Au-delà de l'intérêt purement bibliophilique de posséder ainsi un exemplaire sur papier de Hollande (B.F.K) dans une reliure aux armes, c'est aussi un ouvrage indispensable pour la connaissance du provençal haut-alpin. A l'origine, c'est le souhait de Jean-Armand Chabrand de préserver la connaissance de la variante spécifiquement parlée dans son pays natal, le Queyras. Il a ainsi recensé 3114 mots, qu'il a complété d'une grammaire. Cela en fait le premier ouvrage sur le "patois" des Hautes-Alpes. Albert de Rochas d'Aiglun y a contribué par son Recueil méthodique et étymologique des noms de lieux du Queyras et des contrées contigües, selon un classement méthodique : forme du terrain, nature du terrain, eau, végétaux, animaux, constructions, etc. Il répondait ainsi à un vœu qu'il avait émis lors d'une lecture devant l'Académie delphinale en 1874 : De l'utilité d'unglossaire topographique. Il souhaitait la mise en place d'un glossaire topographique qui donnerait tous les termes désignant des caractéristique de lieux en dialectes locaux. Pour cela, il faut étudier ces dialectes ou patois, alors qu'ils sont en train de disparaître, et rechercher les termes anciens dans les documents d'archives.




Pour en savoir plus sur cet ouvrage, je vous laisse découvrir la page que je lui ai consacrée : cliquez-ici.

Une autre curiosité, c'est que j'ai réussi le rapprochement improbable de deux exemplaires dont les envois se répondent. Dans cet exemplaire, est relié en fin un tiré à part de la notice bibliographique de cet ouvrage par Florian Vallentin, avec un envoi de celui-ci à Albert de Rochas d'Aiglun :


Il se trouve, extraordinaire coïncidence, que je possède aussi l'exemplaire de Florian Vallentin de cet ouvrage avec un envoi d'Albert de Rochas d'Aiglun :



J'ai rangé les deux exemplaires de cet ouvrage qui se répondent, côte à côte dans ma bibliothèque.

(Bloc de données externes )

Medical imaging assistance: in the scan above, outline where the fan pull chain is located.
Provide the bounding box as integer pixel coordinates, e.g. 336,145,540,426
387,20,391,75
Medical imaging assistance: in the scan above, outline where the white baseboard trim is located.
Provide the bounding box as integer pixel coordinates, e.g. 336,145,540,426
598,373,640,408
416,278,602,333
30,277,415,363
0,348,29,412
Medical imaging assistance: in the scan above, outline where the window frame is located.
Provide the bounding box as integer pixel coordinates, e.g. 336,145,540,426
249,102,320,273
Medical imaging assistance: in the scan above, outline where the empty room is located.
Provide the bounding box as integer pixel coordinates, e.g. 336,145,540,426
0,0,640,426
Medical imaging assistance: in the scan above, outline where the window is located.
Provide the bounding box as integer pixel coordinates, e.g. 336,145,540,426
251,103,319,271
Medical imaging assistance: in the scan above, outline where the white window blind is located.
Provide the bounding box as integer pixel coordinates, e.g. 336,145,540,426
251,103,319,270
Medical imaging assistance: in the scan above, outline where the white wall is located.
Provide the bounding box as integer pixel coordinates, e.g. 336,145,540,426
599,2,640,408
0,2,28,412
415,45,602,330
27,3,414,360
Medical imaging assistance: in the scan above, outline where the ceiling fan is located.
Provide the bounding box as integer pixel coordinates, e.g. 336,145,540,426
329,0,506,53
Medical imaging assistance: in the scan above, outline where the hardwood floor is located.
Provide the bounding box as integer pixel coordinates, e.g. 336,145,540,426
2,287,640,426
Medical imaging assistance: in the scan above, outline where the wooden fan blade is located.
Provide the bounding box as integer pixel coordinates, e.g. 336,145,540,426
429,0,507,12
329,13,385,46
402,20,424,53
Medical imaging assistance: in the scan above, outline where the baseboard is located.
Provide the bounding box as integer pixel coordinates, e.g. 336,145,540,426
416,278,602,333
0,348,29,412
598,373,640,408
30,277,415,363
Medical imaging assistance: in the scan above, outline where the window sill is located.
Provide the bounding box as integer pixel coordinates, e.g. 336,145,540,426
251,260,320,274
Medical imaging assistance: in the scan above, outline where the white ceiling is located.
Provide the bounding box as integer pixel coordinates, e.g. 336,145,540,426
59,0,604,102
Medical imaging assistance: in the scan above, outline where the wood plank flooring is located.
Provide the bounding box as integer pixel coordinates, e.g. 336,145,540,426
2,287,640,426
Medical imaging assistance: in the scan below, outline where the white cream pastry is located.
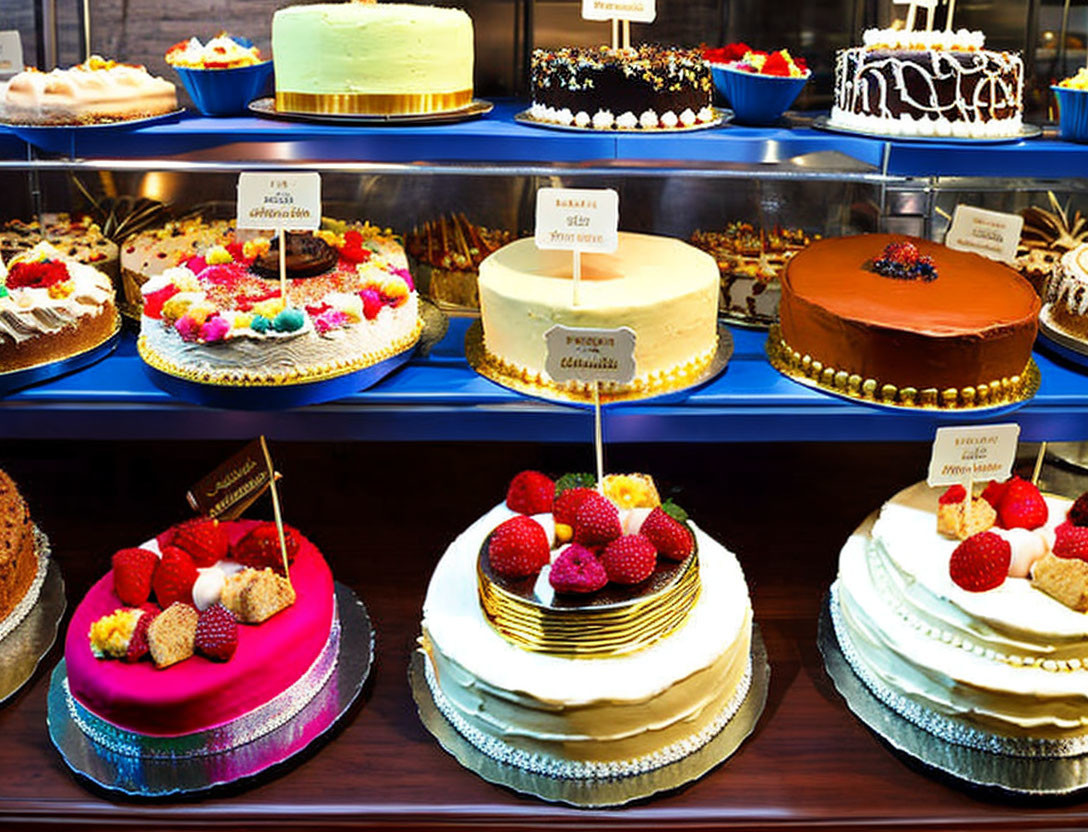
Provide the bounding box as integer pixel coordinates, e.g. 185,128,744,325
480,232,718,388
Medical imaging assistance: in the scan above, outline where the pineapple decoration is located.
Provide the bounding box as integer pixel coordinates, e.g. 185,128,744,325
1016,190,1088,296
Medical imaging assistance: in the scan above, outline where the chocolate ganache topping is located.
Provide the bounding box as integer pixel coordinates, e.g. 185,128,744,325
250,232,339,280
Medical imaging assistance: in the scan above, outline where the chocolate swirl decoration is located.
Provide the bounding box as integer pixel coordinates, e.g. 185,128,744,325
249,232,339,280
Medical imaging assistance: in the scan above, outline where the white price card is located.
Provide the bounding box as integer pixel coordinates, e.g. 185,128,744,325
544,324,634,384
238,172,321,231
0,29,23,75
582,0,657,23
944,206,1024,263
535,188,619,253
926,424,1019,486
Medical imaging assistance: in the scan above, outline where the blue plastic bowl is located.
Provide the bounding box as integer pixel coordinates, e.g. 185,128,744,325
1051,86,1088,141
174,61,272,115
710,63,808,124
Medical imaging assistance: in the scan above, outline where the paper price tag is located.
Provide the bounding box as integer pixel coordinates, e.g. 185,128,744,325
926,424,1019,486
238,173,321,231
534,188,619,253
582,0,657,23
0,29,23,75
944,206,1024,263
544,324,634,384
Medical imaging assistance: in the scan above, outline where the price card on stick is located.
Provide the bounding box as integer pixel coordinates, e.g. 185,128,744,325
237,172,321,306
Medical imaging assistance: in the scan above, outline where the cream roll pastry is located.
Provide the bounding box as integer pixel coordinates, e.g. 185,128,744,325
831,477,1088,757
420,471,752,779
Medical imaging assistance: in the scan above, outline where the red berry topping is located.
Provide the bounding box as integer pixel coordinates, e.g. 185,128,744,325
170,517,230,567
113,549,159,607
151,546,197,609
949,532,1013,593
506,471,555,514
601,534,657,584
547,543,608,593
998,476,1049,529
937,485,967,506
487,516,552,578
1054,521,1088,560
193,604,238,661
639,507,695,560
552,488,596,527
230,522,299,574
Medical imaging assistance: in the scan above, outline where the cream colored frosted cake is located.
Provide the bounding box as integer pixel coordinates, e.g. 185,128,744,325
831,479,1088,757
480,232,718,389
272,2,473,115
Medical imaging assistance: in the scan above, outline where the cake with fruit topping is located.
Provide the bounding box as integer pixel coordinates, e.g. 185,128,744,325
529,45,717,131
421,471,752,778
64,518,339,743
769,234,1040,408
0,243,118,372
134,225,422,386
830,477,1088,757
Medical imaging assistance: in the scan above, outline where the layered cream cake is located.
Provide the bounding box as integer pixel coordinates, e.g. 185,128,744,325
831,480,1088,757
480,232,718,390
272,2,473,115
421,472,752,778
831,29,1024,138
0,55,177,124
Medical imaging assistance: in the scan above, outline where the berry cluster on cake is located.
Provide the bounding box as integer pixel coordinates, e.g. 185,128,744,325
421,471,752,779
831,477,1088,757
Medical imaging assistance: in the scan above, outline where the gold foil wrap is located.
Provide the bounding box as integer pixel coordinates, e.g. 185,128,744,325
275,89,472,115
477,554,702,659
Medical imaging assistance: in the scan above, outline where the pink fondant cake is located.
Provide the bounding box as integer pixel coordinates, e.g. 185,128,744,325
64,520,336,737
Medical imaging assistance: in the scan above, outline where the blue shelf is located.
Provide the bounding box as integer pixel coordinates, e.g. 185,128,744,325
0,319,1088,443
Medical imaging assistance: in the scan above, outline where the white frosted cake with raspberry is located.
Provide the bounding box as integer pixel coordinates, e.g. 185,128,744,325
421,471,752,779
831,479,1088,757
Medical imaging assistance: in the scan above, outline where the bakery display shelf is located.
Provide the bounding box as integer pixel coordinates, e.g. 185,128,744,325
0,319,1088,443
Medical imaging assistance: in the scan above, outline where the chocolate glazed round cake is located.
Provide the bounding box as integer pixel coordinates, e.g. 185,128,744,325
771,234,1040,407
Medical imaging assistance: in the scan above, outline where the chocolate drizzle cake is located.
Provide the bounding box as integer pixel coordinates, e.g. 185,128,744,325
530,46,715,129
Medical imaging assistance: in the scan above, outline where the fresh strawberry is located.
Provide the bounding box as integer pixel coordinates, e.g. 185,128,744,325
193,604,238,661
639,508,695,560
573,493,623,548
1053,521,1088,560
124,604,162,662
506,471,555,514
547,543,608,593
937,485,967,506
601,534,657,584
998,476,1048,529
113,549,159,607
151,546,197,609
552,488,596,527
949,532,1013,593
487,516,552,578
231,522,299,574
171,517,230,567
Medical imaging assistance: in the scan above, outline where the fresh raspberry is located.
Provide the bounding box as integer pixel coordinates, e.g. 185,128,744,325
547,543,608,593
231,521,299,574
124,604,162,662
998,476,1049,529
601,534,657,584
113,549,159,607
171,517,230,567
937,485,967,506
1053,521,1088,560
552,488,596,527
193,604,238,661
487,516,552,578
506,471,555,514
639,507,695,560
574,494,623,548
151,546,197,609
949,532,1013,593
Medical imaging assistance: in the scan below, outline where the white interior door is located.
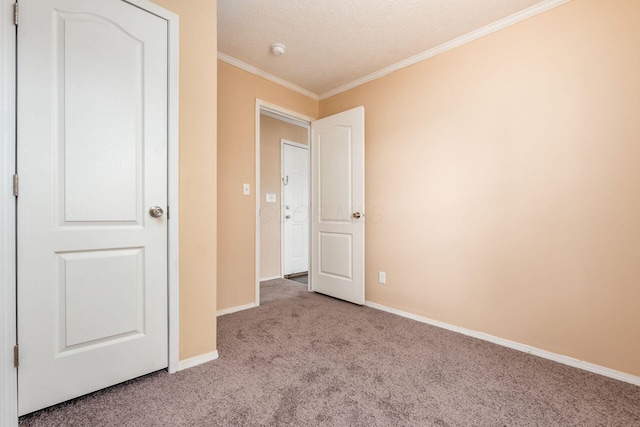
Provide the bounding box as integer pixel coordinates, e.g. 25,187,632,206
311,107,364,304
18,0,168,414
282,139,309,276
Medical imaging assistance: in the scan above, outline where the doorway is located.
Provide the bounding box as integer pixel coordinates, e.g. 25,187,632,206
255,100,311,305
281,139,310,284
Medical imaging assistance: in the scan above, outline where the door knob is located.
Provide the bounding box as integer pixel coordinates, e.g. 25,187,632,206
149,206,164,218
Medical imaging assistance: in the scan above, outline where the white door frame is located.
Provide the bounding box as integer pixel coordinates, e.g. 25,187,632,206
280,140,311,277
0,0,179,427
256,98,315,308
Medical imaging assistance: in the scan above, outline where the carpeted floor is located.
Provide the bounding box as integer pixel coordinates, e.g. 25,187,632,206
21,279,640,426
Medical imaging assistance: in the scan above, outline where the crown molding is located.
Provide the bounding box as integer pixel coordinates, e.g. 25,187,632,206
218,52,320,101
320,0,571,101
218,0,571,101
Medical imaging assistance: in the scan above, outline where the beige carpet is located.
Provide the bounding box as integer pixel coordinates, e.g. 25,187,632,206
21,279,640,426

Pour finir, quelques mots sur Albert de Rochas d'Aiglun. Ce polytechnicien, issu d'une ancienne famille gapençaise, plus notable que noble, a un moment donné délaissé l'érudition régionale (comme cet ouvrage) ou militaire, pour se consacrer à des études sur les phénomènes para-normaux : spiritisme, magnétisme, hypnose, etc. Aujourd'hui, il est surtout connu internationalement pour ces travaux. A notre connaissance, il n'existe pas d'études modernes sur ses recherches, ni de bibliographie complète de ses ouvrages.

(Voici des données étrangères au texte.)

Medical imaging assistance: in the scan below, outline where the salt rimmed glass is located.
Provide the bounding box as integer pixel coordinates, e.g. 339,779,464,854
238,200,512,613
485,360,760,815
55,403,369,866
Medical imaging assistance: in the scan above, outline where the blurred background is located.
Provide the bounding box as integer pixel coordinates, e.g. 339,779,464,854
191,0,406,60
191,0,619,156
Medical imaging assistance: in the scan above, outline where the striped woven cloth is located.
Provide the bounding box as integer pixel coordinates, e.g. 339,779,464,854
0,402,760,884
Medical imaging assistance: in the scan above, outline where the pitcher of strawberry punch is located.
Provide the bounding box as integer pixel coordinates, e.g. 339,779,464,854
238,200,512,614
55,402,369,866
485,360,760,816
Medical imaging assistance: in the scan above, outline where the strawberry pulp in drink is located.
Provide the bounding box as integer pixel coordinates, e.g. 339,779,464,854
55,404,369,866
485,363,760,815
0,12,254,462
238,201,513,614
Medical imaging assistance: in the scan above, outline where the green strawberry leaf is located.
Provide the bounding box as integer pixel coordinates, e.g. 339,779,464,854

Cette étrange photo, aujourd'hui conservée  à l'American Philosophical Society, le montre entouré d'un halo de force psychique.


Cette photographie plus classique nous le montre en habit militaire, en 1883 :


Il est aussi l'auteur du Livre de demain, dont un exemplaire vient d'être vendu : cliquez-ici.



On voit que c'est une personnalité aux multiples facettes. Pour mieux le connaître : cliquez-ici.
Pour en revenir au début du message, sa bibliothèque, visiblement assez riche, a été dispersée à une date inconnue. Les exemplaires de cette provenance portent diverses marques de possession :




C'est un des exemplaires de cette bibliothèque qui vient aussi de rejoindre celle de cet ami bibliophile.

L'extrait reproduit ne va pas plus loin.